Abstract

Background: Laparoscopic cholecystectomy is the most common major elective surgical procedure all over the globe. The complications associated with the procedure also become important for surgeons to manage well, strive to prevent them from occurring.Methods: The study was prospective and involved 787 cases in a period of 60 months starting from January 2013 to January 2017 which were diagnosed to have cholelithiasis sonologically, features to suggest acute cholecystitis and a normal CBD, with normal liver function tests, clinical examination did not reveal a palpable lump in the right hypochondrium and the history of acute pain was less than 72 hours.Results: The total number of cases 787 and 127 (16%) there were complications of which 0.2 % was biliary injuries and rest were nonbiliary.
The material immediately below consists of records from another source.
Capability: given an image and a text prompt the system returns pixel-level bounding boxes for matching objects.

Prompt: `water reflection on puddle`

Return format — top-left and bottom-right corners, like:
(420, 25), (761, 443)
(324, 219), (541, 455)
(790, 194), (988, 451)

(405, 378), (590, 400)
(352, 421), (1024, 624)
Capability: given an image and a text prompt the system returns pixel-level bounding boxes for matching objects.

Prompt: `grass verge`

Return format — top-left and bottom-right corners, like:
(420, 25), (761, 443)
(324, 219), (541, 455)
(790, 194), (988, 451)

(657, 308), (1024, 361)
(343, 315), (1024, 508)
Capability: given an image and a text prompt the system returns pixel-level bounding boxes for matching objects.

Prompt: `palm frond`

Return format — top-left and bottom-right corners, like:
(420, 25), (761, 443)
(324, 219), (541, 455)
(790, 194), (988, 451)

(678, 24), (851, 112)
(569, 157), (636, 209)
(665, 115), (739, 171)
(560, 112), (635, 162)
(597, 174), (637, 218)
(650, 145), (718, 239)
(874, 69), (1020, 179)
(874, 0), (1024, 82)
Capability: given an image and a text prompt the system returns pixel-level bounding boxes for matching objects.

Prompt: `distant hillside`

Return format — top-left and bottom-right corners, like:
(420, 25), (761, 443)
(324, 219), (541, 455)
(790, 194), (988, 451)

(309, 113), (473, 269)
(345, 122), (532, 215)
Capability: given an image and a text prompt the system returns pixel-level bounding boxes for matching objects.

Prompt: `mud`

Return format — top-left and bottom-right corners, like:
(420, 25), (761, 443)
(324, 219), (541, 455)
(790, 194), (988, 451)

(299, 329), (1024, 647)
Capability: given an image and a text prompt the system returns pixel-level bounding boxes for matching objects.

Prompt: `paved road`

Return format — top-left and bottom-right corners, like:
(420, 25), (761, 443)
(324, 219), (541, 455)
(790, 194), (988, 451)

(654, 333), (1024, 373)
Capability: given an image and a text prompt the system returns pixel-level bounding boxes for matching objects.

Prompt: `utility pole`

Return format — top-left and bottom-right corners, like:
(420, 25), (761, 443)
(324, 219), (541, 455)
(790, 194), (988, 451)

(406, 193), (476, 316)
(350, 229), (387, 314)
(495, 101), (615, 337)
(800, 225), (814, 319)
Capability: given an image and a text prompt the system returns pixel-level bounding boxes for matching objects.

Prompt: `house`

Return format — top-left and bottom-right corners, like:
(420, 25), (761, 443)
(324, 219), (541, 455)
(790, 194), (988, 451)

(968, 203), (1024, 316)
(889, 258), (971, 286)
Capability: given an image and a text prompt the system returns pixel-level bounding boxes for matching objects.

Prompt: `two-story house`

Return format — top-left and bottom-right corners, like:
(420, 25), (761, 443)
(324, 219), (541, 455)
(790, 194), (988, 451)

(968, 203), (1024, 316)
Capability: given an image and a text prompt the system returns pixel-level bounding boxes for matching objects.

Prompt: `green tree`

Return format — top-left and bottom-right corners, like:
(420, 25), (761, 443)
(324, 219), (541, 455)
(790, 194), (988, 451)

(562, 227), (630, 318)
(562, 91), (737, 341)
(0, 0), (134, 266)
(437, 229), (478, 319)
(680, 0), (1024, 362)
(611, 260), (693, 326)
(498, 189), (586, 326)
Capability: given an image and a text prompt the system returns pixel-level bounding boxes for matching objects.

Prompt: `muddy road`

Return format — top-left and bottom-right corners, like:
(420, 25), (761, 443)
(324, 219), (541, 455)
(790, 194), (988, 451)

IBDI occurred in 02cases in this series which is 0.25% and 125 cases there was Nonbiliary complications. The incidence of iatrogenic bile duct injury (IBDI) in LC is 0.4%- 1.3 % compared to 0.2%- 0.3% for OC. 108 cases were converted to an open procedure (13%) and the average rate globally 5 % to 10%.Conclusions: LC should be planned in all cases of cholelithiasis, it is helpful to preoperatively and operatively grade the cases for the operative ease and cases which fall in the category of extreme it is better to resort to conversion early or even a planned open surgery. The low complication rate especially biliary is because of a careful planning preoperatively and operatively as per prediction scales which we used, a low tolerance to conversion and because of adopting the practice of subtotal cholecystectomy.